Publiée   par Corinne Bourrières – Historienne de patrimoine - 2018

 

Le toponyme Labarthe provient du mot occitan « bartas », qui désigne un lieu envahi de broussailles, de ronces et autres végétaux sauvages. Il révèle que ces riches terres aux abords du ruisseau de Reignac ont été soumises à une période d’abandon au cours de laquelle la nature a repris ses droits. L’un des contextes historiques favorables à une telle situation est la guerre de Cent Ans, dont le lourd bilan conjuguait au XVe siècle en Quercy une démographie en berne et la désertification de nombreux lieux de vie.

L’histoire du domaine s’établit dès le XVIe siècle. Il s’agit alors d’une métairie dont le propriétaire citadin tire des ressources à distance en la faisant travailler par un métayer.
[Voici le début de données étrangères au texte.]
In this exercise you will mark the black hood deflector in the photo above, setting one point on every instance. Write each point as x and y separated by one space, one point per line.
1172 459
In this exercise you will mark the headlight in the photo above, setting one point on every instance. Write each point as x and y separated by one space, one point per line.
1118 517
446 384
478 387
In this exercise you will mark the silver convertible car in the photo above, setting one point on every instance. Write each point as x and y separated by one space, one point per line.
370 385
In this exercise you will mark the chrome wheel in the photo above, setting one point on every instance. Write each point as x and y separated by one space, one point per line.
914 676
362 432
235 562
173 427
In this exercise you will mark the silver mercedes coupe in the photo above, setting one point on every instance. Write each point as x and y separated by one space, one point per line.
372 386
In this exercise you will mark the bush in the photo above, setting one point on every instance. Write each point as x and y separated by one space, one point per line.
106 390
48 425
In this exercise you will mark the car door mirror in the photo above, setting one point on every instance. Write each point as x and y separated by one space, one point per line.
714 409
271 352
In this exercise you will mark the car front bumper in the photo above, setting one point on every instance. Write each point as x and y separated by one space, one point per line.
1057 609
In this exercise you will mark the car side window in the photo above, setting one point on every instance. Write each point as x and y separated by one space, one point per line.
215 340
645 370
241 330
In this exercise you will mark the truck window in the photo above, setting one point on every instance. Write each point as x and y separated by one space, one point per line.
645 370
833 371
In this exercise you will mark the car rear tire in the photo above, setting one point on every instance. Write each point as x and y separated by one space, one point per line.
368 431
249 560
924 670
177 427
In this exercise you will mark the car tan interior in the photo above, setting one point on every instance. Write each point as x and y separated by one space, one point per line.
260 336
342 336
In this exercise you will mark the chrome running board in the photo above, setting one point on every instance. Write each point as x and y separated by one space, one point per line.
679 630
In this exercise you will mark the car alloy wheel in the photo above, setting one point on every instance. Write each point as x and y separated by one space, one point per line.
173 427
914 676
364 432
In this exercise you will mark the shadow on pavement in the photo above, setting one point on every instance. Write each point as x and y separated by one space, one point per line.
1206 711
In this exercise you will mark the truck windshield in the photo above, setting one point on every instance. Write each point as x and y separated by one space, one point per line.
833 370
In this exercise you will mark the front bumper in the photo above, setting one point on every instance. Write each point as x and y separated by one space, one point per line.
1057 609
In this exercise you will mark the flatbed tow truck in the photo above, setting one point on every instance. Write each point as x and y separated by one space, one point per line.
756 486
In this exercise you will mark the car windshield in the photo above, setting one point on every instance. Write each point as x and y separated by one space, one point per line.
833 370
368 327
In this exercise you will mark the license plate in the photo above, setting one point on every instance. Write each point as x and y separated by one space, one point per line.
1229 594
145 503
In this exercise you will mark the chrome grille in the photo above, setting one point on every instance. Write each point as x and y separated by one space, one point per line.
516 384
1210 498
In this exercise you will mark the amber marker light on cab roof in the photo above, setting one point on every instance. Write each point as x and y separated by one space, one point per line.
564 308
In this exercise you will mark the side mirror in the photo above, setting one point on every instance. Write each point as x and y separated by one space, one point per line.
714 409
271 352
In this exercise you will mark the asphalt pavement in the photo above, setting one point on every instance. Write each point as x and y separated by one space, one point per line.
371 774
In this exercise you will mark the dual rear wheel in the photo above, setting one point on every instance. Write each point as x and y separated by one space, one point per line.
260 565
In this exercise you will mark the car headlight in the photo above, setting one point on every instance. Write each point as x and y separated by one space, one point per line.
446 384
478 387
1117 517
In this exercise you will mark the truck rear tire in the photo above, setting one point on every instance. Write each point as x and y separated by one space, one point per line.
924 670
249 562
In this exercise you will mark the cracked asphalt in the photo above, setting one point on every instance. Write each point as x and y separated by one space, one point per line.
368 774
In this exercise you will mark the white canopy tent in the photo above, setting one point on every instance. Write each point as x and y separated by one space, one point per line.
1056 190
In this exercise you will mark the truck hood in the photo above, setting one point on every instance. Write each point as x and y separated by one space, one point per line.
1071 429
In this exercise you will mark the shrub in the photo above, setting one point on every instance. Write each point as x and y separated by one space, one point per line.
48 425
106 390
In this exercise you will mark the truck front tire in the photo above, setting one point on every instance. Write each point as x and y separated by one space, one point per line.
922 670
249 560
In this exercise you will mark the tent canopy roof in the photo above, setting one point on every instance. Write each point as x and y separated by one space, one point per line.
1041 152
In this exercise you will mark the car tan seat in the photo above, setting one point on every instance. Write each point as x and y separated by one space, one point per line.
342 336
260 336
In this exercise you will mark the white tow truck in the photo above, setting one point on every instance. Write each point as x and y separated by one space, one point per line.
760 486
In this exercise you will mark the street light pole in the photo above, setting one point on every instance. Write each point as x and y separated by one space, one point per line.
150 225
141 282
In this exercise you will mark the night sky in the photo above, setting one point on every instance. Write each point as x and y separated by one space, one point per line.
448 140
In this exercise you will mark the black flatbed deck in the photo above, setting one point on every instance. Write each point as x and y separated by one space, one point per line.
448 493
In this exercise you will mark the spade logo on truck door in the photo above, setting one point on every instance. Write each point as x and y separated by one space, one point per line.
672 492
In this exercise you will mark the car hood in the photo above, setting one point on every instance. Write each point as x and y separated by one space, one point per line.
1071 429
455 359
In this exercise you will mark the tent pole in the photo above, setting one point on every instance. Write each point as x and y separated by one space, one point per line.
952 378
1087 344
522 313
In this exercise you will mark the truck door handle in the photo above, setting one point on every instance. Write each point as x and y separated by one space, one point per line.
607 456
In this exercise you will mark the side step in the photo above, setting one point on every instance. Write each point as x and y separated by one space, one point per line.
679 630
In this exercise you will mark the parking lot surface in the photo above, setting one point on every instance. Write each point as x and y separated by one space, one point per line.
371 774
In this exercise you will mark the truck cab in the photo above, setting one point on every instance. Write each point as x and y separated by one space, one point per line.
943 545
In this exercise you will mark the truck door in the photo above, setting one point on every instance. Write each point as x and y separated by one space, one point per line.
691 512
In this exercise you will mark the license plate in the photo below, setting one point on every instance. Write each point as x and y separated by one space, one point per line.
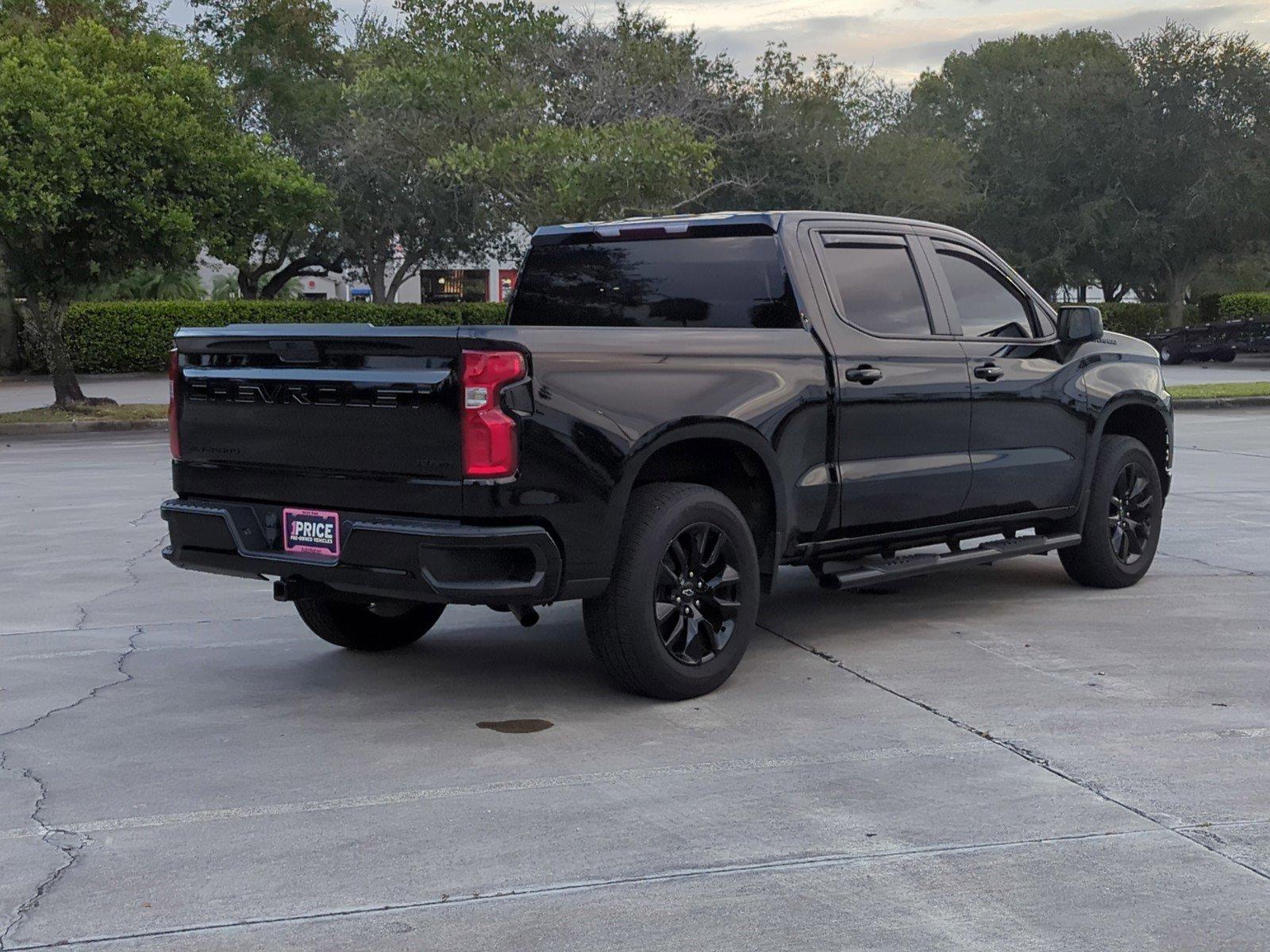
310 531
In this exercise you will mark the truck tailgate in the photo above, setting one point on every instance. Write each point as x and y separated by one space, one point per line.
323 399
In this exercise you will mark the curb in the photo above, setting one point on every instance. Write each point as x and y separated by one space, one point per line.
33 429
1221 403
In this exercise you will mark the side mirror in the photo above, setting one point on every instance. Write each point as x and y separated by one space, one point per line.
1079 323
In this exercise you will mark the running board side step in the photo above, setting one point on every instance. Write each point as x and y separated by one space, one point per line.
876 570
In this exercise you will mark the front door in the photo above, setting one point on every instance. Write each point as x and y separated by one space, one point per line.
1026 433
902 386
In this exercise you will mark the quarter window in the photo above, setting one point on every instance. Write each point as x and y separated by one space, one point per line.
878 287
987 305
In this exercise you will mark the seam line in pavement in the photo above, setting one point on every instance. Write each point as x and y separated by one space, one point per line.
1226 452
1022 752
575 780
1210 565
793 863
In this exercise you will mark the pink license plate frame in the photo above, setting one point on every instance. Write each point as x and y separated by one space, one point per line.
314 532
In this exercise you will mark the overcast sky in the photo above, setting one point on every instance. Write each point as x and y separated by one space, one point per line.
902 37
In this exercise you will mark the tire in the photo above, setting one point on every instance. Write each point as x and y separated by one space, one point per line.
361 628
643 628
1122 522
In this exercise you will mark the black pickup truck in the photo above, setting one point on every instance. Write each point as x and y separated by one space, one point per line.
675 409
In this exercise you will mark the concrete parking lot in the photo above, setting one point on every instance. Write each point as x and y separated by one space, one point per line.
994 759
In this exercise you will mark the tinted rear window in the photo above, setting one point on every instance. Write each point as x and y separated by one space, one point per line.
690 282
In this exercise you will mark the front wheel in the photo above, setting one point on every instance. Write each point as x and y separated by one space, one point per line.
368 628
683 597
1122 522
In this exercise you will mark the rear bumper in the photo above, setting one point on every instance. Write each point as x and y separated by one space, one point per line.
425 560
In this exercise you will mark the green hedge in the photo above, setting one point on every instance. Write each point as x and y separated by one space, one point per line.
1137 319
116 336
1246 304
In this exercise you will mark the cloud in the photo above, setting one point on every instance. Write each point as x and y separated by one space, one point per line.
905 40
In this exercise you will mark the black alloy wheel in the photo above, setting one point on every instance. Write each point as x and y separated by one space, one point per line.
1123 517
698 597
1130 514
683 600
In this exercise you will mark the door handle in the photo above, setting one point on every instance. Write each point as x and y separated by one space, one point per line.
864 374
988 371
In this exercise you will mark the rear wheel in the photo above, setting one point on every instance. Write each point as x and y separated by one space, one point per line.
679 612
1122 524
379 626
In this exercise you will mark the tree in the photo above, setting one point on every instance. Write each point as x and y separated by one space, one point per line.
154 285
829 136
117 152
463 124
283 67
1043 121
1200 162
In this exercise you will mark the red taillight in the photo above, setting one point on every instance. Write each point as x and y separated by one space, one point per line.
489 435
173 435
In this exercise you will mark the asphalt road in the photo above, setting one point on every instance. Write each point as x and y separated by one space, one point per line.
994 759
25 393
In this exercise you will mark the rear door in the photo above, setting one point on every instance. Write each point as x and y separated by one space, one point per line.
1026 432
903 391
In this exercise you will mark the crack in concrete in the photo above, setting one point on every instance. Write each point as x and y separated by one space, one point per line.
1020 750
556 889
133 581
1226 452
50 835
135 524
1212 565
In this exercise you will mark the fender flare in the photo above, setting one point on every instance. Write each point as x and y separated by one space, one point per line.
722 429
1136 397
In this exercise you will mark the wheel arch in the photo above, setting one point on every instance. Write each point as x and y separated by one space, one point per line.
727 456
1146 418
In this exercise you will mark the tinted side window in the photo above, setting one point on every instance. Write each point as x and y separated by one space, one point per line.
878 289
988 306
689 282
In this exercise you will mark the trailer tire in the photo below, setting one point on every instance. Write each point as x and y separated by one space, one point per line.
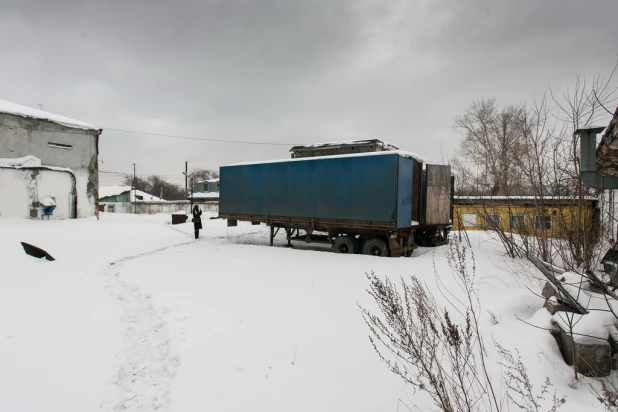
375 247
356 242
343 244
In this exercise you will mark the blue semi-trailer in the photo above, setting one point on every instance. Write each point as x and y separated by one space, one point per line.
370 203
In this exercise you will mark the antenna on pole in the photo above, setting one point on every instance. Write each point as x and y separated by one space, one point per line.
134 192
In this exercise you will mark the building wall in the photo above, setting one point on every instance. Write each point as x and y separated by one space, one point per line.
22 136
21 190
564 218
122 197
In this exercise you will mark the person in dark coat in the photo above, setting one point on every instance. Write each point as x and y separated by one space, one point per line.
197 220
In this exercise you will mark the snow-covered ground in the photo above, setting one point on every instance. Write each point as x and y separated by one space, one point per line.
135 314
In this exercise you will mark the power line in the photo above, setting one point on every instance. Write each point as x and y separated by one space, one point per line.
203 138
162 135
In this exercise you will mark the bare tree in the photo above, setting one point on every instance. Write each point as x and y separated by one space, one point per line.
492 142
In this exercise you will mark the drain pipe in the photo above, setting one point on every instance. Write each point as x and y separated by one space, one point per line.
588 154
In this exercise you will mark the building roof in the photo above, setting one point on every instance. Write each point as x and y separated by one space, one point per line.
29 161
107 191
204 195
25 111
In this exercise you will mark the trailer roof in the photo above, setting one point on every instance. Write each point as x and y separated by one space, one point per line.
401 153
364 142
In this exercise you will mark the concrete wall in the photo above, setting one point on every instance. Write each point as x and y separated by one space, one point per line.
22 136
21 190
159 207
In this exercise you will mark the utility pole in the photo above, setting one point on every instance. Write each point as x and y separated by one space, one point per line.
134 192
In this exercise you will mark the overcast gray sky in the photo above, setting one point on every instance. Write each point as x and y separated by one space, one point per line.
289 71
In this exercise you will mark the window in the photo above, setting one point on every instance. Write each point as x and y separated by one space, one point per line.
543 221
517 221
470 219
492 221
60 146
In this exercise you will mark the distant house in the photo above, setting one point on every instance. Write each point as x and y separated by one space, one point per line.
555 216
207 186
119 199
46 156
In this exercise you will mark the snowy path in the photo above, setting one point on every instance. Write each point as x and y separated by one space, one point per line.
143 379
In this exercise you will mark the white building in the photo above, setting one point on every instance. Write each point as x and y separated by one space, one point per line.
123 199
46 156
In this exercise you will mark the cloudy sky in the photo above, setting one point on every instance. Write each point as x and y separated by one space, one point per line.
288 71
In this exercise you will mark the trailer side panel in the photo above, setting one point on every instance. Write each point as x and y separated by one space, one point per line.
360 188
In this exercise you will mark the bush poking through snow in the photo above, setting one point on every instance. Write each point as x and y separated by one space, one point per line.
420 342
519 389
494 317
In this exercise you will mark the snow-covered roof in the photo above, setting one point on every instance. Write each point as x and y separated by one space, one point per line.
106 191
25 111
207 195
29 161
26 161
348 143
401 153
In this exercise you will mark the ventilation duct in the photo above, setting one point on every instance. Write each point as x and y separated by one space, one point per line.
588 153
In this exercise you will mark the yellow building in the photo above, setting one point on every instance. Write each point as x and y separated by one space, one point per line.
551 216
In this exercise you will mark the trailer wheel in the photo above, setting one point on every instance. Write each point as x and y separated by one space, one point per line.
356 243
343 244
375 247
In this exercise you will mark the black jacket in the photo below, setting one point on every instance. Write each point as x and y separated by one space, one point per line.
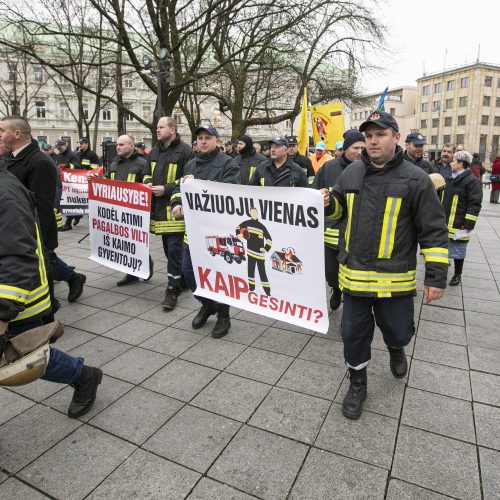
69 159
164 167
87 158
248 163
423 164
388 212
288 175
37 173
326 178
129 169
24 290
462 200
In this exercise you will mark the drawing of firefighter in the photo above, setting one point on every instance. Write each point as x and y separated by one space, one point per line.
258 243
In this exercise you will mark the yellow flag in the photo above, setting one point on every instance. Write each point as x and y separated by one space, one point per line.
328 123
303 128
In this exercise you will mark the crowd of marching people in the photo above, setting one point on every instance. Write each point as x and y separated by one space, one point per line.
383 206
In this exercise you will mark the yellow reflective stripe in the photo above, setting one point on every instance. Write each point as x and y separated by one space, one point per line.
392 207
471 217
252 170
350 203
453 211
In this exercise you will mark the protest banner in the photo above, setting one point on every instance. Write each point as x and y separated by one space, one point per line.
119 225
74 197
259 249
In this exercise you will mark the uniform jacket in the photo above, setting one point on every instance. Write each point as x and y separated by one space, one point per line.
388 211
258 238
423 164
37 173
164 167
462 198
87 158
69 159
129 169
326 178
289 175
24 290
248 163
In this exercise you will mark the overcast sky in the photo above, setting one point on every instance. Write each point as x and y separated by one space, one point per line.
420 32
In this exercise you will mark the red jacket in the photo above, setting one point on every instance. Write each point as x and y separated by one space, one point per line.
495 170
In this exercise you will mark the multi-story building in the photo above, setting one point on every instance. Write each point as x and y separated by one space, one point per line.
399 102
461 106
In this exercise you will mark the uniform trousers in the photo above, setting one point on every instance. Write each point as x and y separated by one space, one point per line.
394 317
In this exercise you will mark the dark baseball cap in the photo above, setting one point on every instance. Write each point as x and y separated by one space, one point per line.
209 129
280 141
382 119
417 138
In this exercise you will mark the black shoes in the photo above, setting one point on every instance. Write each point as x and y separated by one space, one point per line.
75 284
356 395
85 391
127 279
221 327
170 300
203 314
335 299
398 363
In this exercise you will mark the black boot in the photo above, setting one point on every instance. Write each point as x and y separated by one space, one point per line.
75 284
353 401
170 300
207 309
398 363
85 391
335 299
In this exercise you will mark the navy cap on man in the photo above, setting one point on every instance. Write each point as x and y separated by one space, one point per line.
281 141
416 138
209 129
382 119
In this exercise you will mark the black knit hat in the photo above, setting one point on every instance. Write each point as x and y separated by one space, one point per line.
352 136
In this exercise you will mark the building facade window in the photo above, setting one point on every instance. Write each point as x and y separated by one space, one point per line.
37 74
40 109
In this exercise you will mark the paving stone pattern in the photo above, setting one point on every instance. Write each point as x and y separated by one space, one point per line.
258 413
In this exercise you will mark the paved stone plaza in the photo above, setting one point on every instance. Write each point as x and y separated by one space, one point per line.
258 413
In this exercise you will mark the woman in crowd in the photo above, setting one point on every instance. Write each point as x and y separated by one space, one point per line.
462 203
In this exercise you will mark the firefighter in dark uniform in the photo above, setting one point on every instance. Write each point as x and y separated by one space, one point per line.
165 166
209 164
462 199
353 145
279 170
414 153
302 161
258 243
127 166
390 206
24 291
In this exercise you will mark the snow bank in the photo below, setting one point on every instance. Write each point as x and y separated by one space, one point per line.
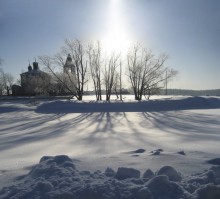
57 177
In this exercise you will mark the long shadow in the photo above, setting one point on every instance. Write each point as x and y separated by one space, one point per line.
142 106
191 127
30 130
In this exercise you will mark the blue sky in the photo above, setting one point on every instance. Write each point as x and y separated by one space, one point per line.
187 30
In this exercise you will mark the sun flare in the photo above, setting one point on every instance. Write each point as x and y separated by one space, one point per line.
116 38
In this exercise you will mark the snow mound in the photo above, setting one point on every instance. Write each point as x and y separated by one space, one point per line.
171 173
56 177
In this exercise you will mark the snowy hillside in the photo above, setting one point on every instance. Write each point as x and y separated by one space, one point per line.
126 137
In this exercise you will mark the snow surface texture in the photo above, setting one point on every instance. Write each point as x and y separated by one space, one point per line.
57 177
124 137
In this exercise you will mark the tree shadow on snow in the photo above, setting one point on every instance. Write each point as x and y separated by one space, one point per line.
141 106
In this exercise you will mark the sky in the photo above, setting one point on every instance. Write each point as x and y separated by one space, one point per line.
188 31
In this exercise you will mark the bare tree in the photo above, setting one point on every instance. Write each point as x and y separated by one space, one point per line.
94 57
145 71
6 81
76 49
73 77
109 74
58 79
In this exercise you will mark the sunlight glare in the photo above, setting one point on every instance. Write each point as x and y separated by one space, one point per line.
116 38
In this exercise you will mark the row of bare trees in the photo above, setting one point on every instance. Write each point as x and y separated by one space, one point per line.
145 71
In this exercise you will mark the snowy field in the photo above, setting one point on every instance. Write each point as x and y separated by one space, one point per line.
176 137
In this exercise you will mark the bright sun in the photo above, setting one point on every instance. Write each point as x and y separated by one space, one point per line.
116 38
Produisant des denrées de subsistance, elle se compose de terres labourables, prés et jardins, et de bâtiments d’exploitation. Il en subsiste aujourd’hui le logis oriental avec sa longue cave voûtée, ainsi que la grange à surcroît de type auvergnat, dont le niveau inférieur abritait les animaux et le niveau supérieur un vaste fenil.

En 1736, la métairie devient propriété d’un négociant, Pierre Valet, et est rapidement absorbée dans un ambitieux projet basé sur le négoce du vin, produit sur place et à destination du marché bordelais. A cette fin, le domaine est planté dans les années 1750 de nombreuses vignes d’auxerrois et doté d’un immense chai de 40 m., bâti en retour d’équerre à l’extrémité nord de la grange. Doublant quasiment la longueur de cette dernière, il devait contenir d’un bout à l’autre et successivement tous les espaces nécessaires à la fabrication et à la vinification.

Les contacts de Pierre Valet avec ses alter-egos girondins et leur cadre de vie spécifique sont à l’origine d’une construction remarquable car extrêmement rare en Quercy, la chartreuse. Inspirée de ses homologues aquitaines, elle leur emprunte les notions de confort et de communion avec la nature dans leur contexte champêtre : un seul niveau d’habitation, de nombreux percements laissant entrer une abondante lumière et facilitant la circulation, un accès aisé au moyen de quelques marches depuis la cour et d’un plain-pied vers le jardin, entre autres.  L’édifice de plan barlong a été construit en retour d’équerre sur l’une des extrémités du logis ancien conservé. Pour harmoniser l’ensemble, son étage a été doté de fenêtres couvertes d’un arc segmentaire et surmontées de jours d’éclairage sur les combles : les travées ainsi formées sont un rappel de celles qui rythment avec régularité les façades de la chartreuse.

La demeure était conçue pour être douce à vivre à ses occupants, mais pas uniquement. Elle était interactive avec le domaine, prêtant sa cave voûtée à la conservation du vin, et l’un de ses bâtiments au plus précieux auxiliaire de la vigne qu’était le pigeon. Son plan barlong se complète en effet d’un pavillon carré sur son extrémité ouest. Les pigeons en occupaient la partie sommitale comme en témoigne la randière, bandeau de pierre placé tout autour du pavillon pour empêcher les rongeurs d’accéder aux nids.

La norme voudrait qu’un second pavillon s’élève symétriquement au premier, sur l’autre extrémité de la chartreuse aujourd’hui occupée par une terrasse haute. La présence de pierres d’attente dans le mur du logis ancien témoigne en faveur d’un projet qui n’aurait pas été mené à terme.